La scienza rende l’uomo più debole? Sì.

Anni fa, se ti ammalavi, o eri forte o morivi. Oggi sopravvivi, tendenzialmente. Non c’è più la selezione naturale; il genere umano è diventato un ammasso di rottami che allo stato brado sopravvivrebbe forse un paio di mesi.

Ma siamo animali superiori; non abbiamo bisogno di essere selezionati come scarafaggi. Io ho la spina bifida e sono zoppo: non crepo di fame perché non riesco a rincorrere un cinghiale e ucciderlo a cazzotti. Abbiamo costruito un sistema che riesce a far vivere sia i forti che i deboli.

I deboli come vivono? Posso dire la mia: non corro, non sono atletico, se voglio mangiar fuori con amici devo sperare di aver portato l’insulina con me. Per studiare mi sono destreggiato tra scuola, università e tante operazioni chirurgiche.

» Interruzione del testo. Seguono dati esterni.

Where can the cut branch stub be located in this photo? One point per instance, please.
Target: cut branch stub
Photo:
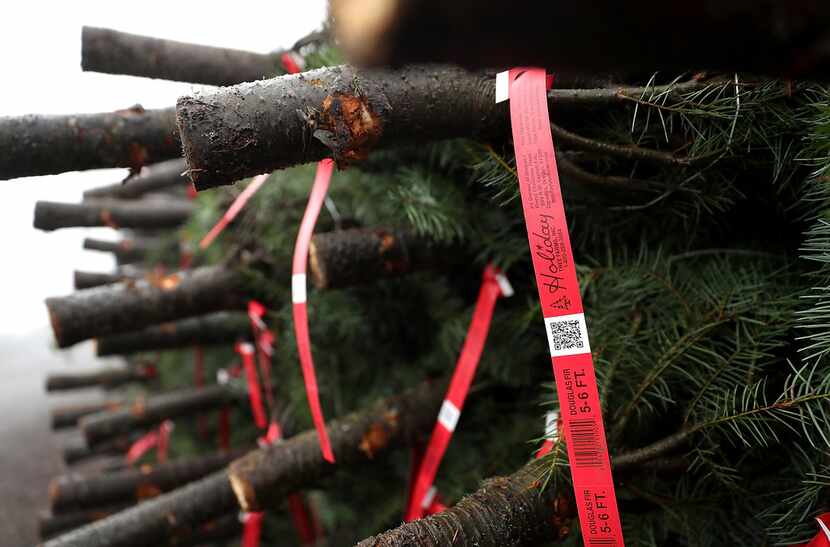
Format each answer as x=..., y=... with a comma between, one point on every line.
x=152, y=178
x=361, y=255
x=213, y=329
x=267, y=475
x=257, y=127
x=75, y=492
x=114, y=52
x=505, y=511
x=149, y=214
x=103, y=426
x=45, y=145
x=126, y=307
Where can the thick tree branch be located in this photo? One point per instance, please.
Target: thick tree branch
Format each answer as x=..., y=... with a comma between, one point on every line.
x=361, y=255
x=45, y=145
x=114, y=52
x=103, y=426
x=505, y=511
x=76, y=492
x=68, y=416
x=150, y=214
x=152, y=178
x=213, y=329
x=268, y=474
x=106, y=378
x=128, y=307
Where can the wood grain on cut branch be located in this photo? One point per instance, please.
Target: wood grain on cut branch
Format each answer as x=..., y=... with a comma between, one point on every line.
x=69, y=415
x=46, y=145
x=114, y=52
x=112, y=309
x=143, y=413
x=505, y=511
x=106, y=378
x=346, y=113
x=267, y=475
x=212, y=329
x=75, y=492
x=785, y=39
x=361, y=255
x=152, y=178
x=150, y=214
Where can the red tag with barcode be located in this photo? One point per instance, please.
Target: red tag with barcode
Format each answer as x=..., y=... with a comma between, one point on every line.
x=556, y=280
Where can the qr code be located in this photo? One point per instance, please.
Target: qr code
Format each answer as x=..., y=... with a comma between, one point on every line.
x=567, y=335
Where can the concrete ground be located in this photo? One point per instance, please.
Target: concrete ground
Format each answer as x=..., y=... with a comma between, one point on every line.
x=30, y=453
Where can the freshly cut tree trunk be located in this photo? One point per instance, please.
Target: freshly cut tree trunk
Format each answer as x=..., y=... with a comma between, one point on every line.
x=68, y=416
x=75, y=492
x=213, y=329
x=87, y=280
x=45, y=145
x=345, y=113
x=505, y=511
x=362, y=255
x=114, y=52
x=268, y=474
x=112, y=309
x=103, y=426
x=785, y=39
x=152, y=178
x=152, y=214
x=106, y=378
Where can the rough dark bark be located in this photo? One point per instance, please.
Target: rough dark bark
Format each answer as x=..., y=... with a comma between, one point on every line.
x=260, y=126
x=153, y=214
x=77, y=449
x=212, y=329
x=152, y=178
x=103, y=426
x=362, y=255
x=114, y=52
x=129, y=251
x=106, y=378
x=75, y=492
x=505, y=511
x=46, y=145
x=68, y=416
x=113, y=309
x=781, y=38
x=88, y=280
x=266, y=474
x=222, y=529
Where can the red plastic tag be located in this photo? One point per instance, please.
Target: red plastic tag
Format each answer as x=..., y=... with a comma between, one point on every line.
x=556, y=280
x=423, y=493
x=822, y=539
x=298, y=297
x=233, y=210
x=141, y=446
x=246, y=351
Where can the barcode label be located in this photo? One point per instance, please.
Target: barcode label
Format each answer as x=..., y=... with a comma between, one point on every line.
x=583, y=436
x=567, y=335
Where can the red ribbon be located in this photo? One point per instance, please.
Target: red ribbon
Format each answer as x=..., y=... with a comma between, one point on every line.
x=491, y=288
x=556, y=280
x=246, y=351
x=233, y=210
x=822, y=539
x=298, y=297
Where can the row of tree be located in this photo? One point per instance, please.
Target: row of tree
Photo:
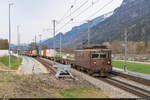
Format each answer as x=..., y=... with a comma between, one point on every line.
x=132, y=47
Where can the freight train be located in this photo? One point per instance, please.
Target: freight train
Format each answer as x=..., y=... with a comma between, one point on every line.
x=95, y=60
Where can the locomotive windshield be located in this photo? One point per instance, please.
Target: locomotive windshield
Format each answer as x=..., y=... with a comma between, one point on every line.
x=99, y=55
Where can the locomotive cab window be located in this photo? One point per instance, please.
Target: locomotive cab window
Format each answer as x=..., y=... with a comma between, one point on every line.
x=95, y=55
x=103, y=55
x=99, y=55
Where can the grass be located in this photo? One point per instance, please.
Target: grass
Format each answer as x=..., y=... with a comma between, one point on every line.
x=15, y=62
x=136, y=67
x=8, y=76
x=81, y=93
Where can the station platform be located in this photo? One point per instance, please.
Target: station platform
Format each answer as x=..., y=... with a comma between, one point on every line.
x=145, y=76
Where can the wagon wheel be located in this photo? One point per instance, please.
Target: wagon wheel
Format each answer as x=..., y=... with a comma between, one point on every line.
x=90, y=72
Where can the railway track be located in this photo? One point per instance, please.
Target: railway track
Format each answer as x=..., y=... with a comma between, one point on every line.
x=47, y=65
x=133, y=78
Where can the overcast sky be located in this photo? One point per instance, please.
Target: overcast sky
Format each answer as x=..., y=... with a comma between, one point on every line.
x=35, y=16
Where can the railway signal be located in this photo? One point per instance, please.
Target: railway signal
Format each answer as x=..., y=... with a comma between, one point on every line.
x=125, y=51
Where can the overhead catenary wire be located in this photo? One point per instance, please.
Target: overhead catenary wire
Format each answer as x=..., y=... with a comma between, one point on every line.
x=101, y=8
x=73, y=11
x=75, y=17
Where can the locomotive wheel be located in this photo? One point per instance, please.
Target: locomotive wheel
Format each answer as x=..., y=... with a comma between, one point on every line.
x=90, y=72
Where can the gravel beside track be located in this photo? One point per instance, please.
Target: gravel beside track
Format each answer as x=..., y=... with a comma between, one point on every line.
x=106, y=88
x=113, y=87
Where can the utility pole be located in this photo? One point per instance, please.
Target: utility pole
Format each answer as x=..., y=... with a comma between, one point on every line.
x=40, y=35
x=125, y=51
x=18, y=35
x=10, y=4
x=88, y=32
x=35, y=42
x=54, y=22
x=60, y=45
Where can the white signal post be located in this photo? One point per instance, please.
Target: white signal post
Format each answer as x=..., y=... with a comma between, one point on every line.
x=10, y=4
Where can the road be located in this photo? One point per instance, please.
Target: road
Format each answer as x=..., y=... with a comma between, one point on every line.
x=146, y=76
x=30, y=66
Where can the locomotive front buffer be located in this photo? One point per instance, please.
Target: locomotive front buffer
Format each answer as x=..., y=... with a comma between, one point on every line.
x=63, y=71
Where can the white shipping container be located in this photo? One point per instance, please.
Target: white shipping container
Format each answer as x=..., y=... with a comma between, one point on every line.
x=3, y=52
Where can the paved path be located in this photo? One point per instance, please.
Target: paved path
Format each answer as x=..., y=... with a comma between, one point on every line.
x=146, y=76
x=135, y=62
x=30, y=66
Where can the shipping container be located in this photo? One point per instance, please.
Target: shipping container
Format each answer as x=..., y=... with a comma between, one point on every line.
x=51, y=52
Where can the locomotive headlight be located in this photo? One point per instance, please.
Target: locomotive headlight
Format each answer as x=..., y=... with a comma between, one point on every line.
x=108, y=62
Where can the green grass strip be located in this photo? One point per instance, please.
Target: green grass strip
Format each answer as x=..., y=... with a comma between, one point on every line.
x=82, y=93
x=131, y=66
x=15, y=62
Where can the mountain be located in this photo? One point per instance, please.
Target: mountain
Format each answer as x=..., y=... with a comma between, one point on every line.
x=132, y=16
x=68, y=37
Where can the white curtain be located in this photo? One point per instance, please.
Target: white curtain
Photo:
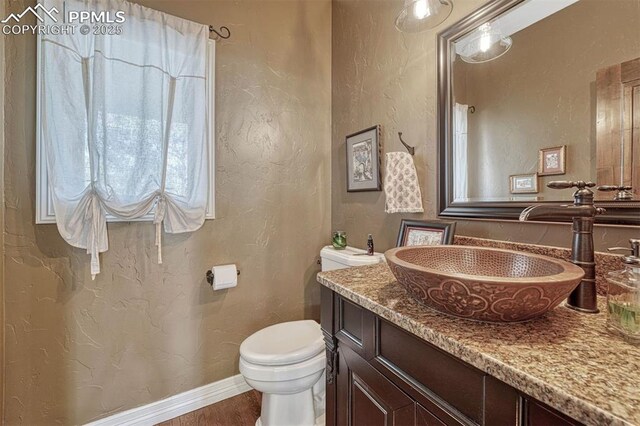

In te, che anche se non ti conosco considero come un fratello (chi soffre è un po’ come se avesse un legame fraterno) vedo una brutta amarezza. Hai in odio la vita e, forse esagero, sarebbe tuo desiderio porvi fine il prima possibile. Non è facile vivere vedendo altri che fanno cose che tu non puoi fare! A sei anni, quando impari a camminare (male) vedi i tuoi amici che si tirano un pallone. E tu stai lì a guardarli. Vai a scuola e nelle ore di ginnastica hai l’esonero. Io raccattavo palle. Loro giocavano, io ributtavo i palloni in campo. Lo facevo pur di fare qualcosa. Iniziano ad avere fidanzate e fidanzati, e tu sei solo. Magari sei anche innamorato, ma Tizia a te ha preferito un altro che è sano e l’ha portata fuori per il week end.

Non è facile vivere in un mondo che ha imparato a salvare i più deboli, ma non ad accoglierli. Curare uno storpio? Due tutori, una carrozzina. Alè, il prossimo. Ma chiedi a qualcuno se sarebbe disposto a vivere, amare, condividere qualcosa con uno storpio. Allora lo storpio inizia a odiare la vita, non sapendo che non è la malattia a essere il problema.

Nella tecnica siamo evoluti, nei sentimenti siamo bestie.

La soluzione non è il consentire la soppressione dei deboli abortendoli, o il permettergli di suicidarsi con l’eutanasia. Bella soluzione. Levate il disturbo, o vi ammazziamo noi oppure ammazzatevi da soli.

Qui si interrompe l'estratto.